The Guideline also indicates that if Paxlovid is prescribed, any of the listed medications should be withheld until completion of Paxlovid, including alfuzosin, alprazolam, atorvastatin, avanafil, clonazepam, codeine, cyclosporine, diazepam, everolimus, fentanyl, hydrocodone, lomitapide, lovastatin, meperidine (pethidine), midazolam (oral), oxycodone, piroxicam, propoxyphene, rosuvastatin, salmeterol, sildenafil, silodosin, simvastatin, sirolimus, suvorexant, tacrolimus, tadalafil, tamsulosin, tramadol, triazolam, and vardenafil.

Drug interactions may be added at any time, so please check the guidelines (link above).
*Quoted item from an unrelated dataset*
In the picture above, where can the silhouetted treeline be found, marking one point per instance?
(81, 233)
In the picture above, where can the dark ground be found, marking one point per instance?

“To avoid potential damage to liver, kidneys and more it is critical that patients fully disclose their medication regimes and prescribers work with pharmacists when prescribing,” says Zhong.

*At the time of this article’s publish date, Paxlovid is considered an investigational drug and is not a fully FDA-approved medication.